The blood pressures numbers mean the following: The first (or top) number is your systolic blood pressure. It is the highest level your blood pressure reaches when your heart beats. The bottom figure is your diastolic blood pressure and is the lowest pressure exerted as your heart relaxes between beats.

What is high blood pressure?

High blood pressure or hypertension is when blood pressure stays elevated over time. Hypertension is often known as the ’silent killer', since nearly 33% of people who have it, don’t know it. The only way to know if you have high blood pressure is to have yours measured.

Good to know

Normal120/80 to 129/84
Upper end of Normal130/85 to 139/89
Mild hypertension140/90 to 159/99
Moderate hypertension160/100 to 179/109
Severe hypertensionMore than 180/110

If your blood pressure is too high, it puts extra strain on your arteries (and your heart) and if it’s not treated, hypertension can cause kidney failure, eye problems, heart disease and stroke.

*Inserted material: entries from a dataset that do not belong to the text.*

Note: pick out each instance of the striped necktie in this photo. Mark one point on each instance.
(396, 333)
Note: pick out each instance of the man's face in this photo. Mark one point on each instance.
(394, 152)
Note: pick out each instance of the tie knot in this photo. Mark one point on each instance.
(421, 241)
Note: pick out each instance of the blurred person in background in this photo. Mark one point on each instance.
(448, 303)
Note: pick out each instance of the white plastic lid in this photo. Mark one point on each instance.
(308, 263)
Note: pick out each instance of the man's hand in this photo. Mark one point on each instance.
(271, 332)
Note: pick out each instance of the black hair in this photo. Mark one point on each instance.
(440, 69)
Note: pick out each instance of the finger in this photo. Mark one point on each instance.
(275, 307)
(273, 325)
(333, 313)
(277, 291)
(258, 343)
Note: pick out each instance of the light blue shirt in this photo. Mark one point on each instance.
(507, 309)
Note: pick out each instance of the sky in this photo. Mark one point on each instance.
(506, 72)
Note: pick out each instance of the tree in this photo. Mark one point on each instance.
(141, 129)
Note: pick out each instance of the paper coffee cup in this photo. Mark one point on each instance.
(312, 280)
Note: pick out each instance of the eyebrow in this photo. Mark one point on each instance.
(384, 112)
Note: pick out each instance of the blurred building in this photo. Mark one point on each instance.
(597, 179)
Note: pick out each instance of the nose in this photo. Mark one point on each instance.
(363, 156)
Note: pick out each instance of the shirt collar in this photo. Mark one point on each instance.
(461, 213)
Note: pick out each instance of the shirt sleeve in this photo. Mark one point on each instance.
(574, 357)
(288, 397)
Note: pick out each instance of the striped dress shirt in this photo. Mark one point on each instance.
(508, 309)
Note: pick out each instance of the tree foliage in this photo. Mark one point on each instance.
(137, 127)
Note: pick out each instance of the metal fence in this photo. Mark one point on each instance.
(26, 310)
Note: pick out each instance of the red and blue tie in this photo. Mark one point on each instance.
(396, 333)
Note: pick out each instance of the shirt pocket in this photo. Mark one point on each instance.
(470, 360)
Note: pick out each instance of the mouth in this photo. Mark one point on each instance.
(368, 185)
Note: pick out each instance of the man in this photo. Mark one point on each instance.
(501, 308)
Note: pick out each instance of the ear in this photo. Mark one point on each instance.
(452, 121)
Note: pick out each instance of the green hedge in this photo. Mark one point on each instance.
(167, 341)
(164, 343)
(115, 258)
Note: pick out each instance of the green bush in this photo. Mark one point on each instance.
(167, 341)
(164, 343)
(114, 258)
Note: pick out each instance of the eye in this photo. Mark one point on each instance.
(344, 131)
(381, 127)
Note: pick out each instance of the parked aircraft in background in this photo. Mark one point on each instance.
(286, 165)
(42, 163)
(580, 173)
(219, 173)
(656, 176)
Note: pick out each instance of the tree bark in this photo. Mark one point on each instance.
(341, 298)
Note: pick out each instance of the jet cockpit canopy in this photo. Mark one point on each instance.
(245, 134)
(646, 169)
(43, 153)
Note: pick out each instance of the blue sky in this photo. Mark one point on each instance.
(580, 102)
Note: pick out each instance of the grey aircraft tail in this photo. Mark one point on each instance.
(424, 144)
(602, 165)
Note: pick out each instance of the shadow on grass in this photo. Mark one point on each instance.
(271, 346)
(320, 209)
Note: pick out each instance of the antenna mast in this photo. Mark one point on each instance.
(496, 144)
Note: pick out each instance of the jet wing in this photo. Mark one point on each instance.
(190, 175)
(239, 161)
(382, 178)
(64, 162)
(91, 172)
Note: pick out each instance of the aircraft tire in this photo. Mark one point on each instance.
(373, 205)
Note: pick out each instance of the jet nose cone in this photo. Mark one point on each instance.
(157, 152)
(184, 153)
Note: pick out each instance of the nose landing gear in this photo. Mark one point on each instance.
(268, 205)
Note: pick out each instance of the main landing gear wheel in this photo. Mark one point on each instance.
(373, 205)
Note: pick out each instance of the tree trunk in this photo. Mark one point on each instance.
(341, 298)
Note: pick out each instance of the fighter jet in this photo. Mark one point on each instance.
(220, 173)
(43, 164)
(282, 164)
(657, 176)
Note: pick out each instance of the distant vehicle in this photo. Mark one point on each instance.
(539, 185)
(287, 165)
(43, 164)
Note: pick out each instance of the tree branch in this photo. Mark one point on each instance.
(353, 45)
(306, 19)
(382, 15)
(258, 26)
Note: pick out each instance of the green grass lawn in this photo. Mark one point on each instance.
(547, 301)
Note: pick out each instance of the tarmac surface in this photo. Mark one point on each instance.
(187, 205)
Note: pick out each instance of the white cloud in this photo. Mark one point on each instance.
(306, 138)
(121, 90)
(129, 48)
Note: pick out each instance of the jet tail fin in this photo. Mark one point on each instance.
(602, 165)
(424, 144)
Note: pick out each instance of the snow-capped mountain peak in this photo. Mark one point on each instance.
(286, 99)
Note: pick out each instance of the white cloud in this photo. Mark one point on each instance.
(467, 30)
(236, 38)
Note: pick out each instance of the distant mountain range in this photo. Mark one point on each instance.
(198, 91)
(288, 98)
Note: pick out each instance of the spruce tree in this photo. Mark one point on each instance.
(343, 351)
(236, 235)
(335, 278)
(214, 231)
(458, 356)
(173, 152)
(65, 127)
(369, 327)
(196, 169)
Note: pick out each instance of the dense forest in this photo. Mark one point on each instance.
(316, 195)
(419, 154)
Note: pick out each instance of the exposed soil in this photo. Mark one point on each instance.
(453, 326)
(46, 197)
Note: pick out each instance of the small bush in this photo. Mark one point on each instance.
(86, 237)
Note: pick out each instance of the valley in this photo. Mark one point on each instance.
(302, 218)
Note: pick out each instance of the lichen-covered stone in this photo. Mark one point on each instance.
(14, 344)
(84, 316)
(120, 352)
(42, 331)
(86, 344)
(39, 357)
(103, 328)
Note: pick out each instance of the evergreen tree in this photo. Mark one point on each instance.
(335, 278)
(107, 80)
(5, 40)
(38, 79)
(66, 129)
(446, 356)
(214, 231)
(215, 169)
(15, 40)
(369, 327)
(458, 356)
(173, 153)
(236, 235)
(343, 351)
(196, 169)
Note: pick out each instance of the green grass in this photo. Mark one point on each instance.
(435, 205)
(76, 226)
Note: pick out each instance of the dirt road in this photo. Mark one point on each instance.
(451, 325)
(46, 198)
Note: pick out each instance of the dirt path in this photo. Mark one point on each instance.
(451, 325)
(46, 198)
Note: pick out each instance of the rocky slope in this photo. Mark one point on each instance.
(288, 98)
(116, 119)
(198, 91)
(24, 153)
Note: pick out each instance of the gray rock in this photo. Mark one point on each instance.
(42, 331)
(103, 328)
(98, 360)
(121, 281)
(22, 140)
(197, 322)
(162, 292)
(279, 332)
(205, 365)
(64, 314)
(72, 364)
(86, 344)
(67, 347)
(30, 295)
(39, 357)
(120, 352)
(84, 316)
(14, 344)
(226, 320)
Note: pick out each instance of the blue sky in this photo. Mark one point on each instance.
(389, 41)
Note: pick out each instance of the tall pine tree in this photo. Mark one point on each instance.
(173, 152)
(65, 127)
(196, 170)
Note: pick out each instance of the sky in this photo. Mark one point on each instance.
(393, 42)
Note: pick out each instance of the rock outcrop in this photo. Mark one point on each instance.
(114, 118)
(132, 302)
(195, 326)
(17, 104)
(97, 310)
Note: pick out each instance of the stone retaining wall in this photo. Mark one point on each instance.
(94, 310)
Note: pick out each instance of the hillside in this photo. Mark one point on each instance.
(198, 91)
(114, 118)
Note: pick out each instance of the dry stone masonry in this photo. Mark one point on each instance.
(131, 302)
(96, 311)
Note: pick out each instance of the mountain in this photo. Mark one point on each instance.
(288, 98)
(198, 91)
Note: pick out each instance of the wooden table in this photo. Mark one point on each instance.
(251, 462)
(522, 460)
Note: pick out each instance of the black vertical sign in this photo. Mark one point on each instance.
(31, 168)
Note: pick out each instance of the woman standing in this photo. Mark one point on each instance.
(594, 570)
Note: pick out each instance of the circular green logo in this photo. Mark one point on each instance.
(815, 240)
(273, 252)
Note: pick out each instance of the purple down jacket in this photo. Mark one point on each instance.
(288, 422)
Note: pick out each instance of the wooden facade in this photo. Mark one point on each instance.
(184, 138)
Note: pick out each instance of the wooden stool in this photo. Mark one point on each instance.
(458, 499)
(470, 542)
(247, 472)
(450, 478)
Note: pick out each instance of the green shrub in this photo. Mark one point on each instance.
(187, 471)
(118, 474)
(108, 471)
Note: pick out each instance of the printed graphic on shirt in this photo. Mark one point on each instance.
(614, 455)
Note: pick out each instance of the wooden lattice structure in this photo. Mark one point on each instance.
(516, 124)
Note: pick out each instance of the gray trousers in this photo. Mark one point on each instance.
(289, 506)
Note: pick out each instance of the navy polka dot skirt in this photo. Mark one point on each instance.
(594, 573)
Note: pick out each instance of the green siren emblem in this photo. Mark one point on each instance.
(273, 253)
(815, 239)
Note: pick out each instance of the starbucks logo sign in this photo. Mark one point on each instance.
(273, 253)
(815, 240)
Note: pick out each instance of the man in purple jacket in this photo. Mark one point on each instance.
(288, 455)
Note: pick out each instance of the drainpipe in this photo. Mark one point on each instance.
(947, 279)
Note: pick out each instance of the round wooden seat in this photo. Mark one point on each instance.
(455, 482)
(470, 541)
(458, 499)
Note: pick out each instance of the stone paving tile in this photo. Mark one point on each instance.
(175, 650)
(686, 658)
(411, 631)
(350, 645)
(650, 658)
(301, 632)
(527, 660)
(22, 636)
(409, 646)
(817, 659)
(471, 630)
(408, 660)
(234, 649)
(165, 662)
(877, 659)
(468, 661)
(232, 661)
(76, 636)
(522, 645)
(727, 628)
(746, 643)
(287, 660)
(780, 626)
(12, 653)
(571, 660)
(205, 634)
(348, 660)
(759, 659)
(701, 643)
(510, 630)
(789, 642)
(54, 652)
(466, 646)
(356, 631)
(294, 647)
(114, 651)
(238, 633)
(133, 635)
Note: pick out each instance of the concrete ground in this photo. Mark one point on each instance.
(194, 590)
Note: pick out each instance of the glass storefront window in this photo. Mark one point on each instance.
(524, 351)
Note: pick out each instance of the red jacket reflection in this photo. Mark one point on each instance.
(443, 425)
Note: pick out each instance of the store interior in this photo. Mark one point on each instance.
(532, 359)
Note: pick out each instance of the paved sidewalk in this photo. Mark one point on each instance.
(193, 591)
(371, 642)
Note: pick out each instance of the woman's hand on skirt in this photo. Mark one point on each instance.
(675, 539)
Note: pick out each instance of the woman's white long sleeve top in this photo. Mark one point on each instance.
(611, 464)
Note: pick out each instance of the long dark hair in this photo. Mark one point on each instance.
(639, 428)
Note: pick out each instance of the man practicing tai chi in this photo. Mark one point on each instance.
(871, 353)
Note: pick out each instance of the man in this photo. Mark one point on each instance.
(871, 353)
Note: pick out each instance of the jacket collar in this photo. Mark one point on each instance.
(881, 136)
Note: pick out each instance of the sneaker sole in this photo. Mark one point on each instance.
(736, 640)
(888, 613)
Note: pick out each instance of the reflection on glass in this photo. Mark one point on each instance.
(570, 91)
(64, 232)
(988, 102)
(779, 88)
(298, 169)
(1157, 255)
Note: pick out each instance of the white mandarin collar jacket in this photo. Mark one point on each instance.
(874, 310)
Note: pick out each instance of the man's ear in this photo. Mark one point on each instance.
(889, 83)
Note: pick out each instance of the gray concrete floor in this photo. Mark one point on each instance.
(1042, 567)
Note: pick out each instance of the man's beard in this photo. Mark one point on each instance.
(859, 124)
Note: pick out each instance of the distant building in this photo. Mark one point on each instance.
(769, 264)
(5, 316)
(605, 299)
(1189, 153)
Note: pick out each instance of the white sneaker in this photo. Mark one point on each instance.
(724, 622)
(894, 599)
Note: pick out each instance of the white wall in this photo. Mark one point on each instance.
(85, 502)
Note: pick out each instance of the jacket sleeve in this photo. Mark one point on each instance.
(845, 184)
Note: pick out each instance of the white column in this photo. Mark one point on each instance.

Lee Callakoppen, Principal Officer of Bonitas Medical Fund, says, "When you consider that one in every three people in South African has high blood pressure and every eight minutes one South African has a heart attack, it makes sense that we have our blood pressure taken regularly either at your local pharmacy, your clinic or when you visit your GP."

He urges all South Africans to be proactive and take control of their health by getting an annual wellness test done. "Knowing your numbers will help you manage your health better and making sure your lifestyle diseases are under control, especially during these difficult times."

Bonitas has created Covid-19 Hub on their website to help ensure that South Africans are updated on the pandemic. In addition, the Fund has taken great strides to ensure that their members receive the care and support they need during this time by providing high-risk members with chronic conditions, such as diabetes and hypertension, with hand sanitiser. This will be delivered to them with the chronic medication.

Bonitas has also established a fast-reaction unit within their call centre to ensure that members concerned about contracting Covid-19 are able to get the advice and support they need. The fast-reaction unit has also proactively assisted members who have needed to self-isolate or tested positive. As an added bonus, the Fund’s virtual care initiative, available on the Bonitas mobile app, allows members and non-members to consult with a GP from their home.

"The Covid-19 pandemic has placed the world in a vulnerable position. We are committed to acting in the best interests of our members at all times and are taking key measures to ensure they are supported during this time," Callakoppen said.